Bay I. tarafından sunulan yukarıda bahsedilen “dosya”, başvurucunun sosyal medya profilinin, herkese açık grup aboneliklerinin ve arkadaş listelerinin yanı sıra fotoğraflarının ekran görüntülerinin yaklaşık on sayfalık incelemesini içermektedir.
Fotoğraflar ağırlıklı olarak seyahat ve parti fotoğraflarından oluşmakta, başka kadınlarla kucaklaşmasını ve samimi bir şekilde öpüşmesini (çıplaklık göstermeden) ve başvurucunun kameranın arkasındaki bir kişiye orta parmak hareketi yaptığı bir fotoğrafı içermektedir. Yukarıda bahsedilen fotoğraflar erişimi kısıtlı bir albümde yayınlanmış ve genel kamuoyu tarafından görüntülenememiştir. Dosyadaki materyallere, başvurucunun ve arkadaşlarının cinsel yönelimlerini vurgulayan, fotoğrafların tarzını, başvurucunun davranışlarını eleştiren ve eylemlerinin “bir öğretmenin mesleki itibarıyla” bağdaşmadığı, çocuklar ve okulun itibarı üzerinde zararlı etkilere yol açabileceği sonucuna varan kısa yorumlar eşlik etmiştir.
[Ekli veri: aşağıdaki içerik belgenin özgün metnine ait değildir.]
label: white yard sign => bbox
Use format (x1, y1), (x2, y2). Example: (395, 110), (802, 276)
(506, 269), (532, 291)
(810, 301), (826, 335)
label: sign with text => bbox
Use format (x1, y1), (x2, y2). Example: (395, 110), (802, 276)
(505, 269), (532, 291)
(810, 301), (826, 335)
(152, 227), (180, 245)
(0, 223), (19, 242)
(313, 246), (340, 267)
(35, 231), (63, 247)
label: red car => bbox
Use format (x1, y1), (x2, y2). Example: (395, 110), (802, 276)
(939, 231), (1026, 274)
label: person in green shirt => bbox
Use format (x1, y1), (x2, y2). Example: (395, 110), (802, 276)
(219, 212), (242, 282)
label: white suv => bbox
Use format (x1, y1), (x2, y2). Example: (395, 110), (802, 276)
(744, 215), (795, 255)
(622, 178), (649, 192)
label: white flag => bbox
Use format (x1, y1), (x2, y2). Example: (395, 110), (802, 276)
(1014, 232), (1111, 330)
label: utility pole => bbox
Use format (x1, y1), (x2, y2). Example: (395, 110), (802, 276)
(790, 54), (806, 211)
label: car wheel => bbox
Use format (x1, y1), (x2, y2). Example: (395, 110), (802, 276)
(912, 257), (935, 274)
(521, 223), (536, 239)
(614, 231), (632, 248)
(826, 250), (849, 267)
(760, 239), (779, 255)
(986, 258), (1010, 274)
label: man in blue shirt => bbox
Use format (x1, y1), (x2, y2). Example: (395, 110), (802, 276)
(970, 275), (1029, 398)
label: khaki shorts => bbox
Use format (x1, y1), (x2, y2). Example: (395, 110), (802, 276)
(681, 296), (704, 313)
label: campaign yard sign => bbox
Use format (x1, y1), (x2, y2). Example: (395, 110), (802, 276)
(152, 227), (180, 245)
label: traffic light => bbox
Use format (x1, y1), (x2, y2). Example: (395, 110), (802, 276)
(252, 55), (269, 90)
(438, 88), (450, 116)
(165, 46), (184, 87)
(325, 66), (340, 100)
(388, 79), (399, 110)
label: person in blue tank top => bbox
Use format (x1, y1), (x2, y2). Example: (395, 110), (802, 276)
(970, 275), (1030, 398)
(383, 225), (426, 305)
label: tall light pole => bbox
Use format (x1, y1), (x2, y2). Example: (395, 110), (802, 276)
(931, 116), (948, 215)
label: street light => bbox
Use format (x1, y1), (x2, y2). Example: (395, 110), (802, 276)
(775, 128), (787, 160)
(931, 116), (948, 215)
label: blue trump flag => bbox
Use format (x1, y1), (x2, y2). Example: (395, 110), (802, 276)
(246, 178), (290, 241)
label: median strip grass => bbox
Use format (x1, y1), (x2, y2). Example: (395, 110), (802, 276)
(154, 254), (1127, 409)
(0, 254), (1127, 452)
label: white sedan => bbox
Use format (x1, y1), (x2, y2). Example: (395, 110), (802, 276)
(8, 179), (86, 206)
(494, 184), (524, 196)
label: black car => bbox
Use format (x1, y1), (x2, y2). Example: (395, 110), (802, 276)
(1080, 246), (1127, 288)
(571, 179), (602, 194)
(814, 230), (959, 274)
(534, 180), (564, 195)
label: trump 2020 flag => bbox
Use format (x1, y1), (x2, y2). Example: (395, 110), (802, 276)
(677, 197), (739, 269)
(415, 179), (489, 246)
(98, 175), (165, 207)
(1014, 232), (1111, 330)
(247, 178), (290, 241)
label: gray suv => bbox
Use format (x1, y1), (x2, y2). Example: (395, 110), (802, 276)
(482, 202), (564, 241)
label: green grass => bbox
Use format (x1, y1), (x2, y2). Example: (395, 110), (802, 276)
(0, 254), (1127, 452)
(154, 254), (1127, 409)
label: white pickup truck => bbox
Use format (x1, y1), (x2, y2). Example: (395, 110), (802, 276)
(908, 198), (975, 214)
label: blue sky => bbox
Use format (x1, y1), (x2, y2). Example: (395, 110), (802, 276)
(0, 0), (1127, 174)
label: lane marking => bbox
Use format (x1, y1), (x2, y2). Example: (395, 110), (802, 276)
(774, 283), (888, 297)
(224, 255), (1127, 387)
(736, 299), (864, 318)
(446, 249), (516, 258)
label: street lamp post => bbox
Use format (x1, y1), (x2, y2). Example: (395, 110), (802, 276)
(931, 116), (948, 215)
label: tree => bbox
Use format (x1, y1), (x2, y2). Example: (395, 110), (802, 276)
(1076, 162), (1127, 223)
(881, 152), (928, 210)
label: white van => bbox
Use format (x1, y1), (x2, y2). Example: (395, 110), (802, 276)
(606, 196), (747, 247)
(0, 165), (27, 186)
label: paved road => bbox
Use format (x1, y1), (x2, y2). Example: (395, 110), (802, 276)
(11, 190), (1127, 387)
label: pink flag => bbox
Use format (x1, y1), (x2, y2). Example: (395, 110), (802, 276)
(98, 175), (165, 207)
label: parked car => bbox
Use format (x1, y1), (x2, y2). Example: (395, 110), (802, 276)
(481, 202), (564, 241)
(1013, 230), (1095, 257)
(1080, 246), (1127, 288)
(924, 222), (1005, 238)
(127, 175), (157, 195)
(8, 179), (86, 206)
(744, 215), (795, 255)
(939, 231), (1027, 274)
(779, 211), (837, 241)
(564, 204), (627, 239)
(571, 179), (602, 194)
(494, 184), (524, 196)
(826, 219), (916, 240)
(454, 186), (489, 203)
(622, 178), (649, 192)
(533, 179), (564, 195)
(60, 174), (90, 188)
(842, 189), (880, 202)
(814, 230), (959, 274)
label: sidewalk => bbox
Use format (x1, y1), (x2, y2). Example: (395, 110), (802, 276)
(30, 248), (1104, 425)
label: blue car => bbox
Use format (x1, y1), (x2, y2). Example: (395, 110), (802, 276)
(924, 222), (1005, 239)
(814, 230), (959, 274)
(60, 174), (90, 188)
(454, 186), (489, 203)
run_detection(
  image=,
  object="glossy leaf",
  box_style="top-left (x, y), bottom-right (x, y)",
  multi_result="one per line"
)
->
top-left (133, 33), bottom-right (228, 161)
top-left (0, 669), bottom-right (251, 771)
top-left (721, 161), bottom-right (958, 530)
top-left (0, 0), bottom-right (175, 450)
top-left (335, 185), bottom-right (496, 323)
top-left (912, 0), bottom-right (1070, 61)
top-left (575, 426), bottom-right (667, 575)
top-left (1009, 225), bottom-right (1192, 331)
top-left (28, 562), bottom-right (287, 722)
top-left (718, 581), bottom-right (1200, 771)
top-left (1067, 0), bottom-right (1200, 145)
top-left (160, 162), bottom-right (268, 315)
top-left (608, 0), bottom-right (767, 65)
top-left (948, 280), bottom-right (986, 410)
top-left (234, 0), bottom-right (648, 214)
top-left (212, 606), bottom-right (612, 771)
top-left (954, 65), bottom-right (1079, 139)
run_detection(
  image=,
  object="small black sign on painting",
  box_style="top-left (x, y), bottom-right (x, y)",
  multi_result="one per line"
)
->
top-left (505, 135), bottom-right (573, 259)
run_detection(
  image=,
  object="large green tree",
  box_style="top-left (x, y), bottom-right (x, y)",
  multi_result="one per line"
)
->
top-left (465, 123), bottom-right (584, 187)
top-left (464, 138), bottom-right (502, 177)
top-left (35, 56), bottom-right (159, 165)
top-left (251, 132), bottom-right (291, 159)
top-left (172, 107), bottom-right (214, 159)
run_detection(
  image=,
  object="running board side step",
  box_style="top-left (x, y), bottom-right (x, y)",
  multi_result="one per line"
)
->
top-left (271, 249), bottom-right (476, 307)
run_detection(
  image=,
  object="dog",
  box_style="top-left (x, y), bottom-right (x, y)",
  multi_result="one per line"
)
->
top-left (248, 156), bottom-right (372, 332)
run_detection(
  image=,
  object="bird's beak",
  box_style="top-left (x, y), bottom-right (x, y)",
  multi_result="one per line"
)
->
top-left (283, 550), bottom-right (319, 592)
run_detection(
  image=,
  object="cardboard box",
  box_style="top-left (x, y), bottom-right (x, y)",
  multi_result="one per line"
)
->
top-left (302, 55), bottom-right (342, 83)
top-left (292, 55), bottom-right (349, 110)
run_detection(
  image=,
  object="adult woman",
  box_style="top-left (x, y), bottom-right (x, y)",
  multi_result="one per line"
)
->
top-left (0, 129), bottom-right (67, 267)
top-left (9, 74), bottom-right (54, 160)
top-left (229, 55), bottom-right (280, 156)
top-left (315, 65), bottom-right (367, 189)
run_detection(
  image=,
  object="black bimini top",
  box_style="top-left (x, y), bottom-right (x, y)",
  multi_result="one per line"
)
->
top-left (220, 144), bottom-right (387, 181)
Başvurucu 8 Aralık 2014 tarihinde olaylara ilişkin yazılı beyanlarını sunmuş ve 1) daha önce öğrencilerden veya velilerinden iş ve özel hayatına ilişkin herhangi bir şikâyet gelmediğini, 2) hiçbir noktada herhangi bir cinsel yönelimi teşvik etmediğini ve 3) kendisine yönelik eylemlerin ayrımcı olduğunu ve yalnızca cinsel yöneliminden kaynaklandığını belirtmiştir.
Aynı gün, okul müdürü başvurucunun iş sözleşmesini feshetmeye karar vermiştir. Fesih metni tam olarak şu şekildedir:
“Eğitim amaçlı çocuk yetiştirme işlevlerini yerine getiren bir çalışanın (воспитательные функции), öğretim faaliyetlerinin sürdürülmesiyle bağdaşmayan ahlaka aykırı eylemlerde bulunması nedeniyle [başvurucunun] 8 Aralık 2014 tarihi itibariyle müzik direktörlüğü görevinden alınmasına [İş Kanunu’nun 81. maddesinin 8. fıkrası uyarınca].”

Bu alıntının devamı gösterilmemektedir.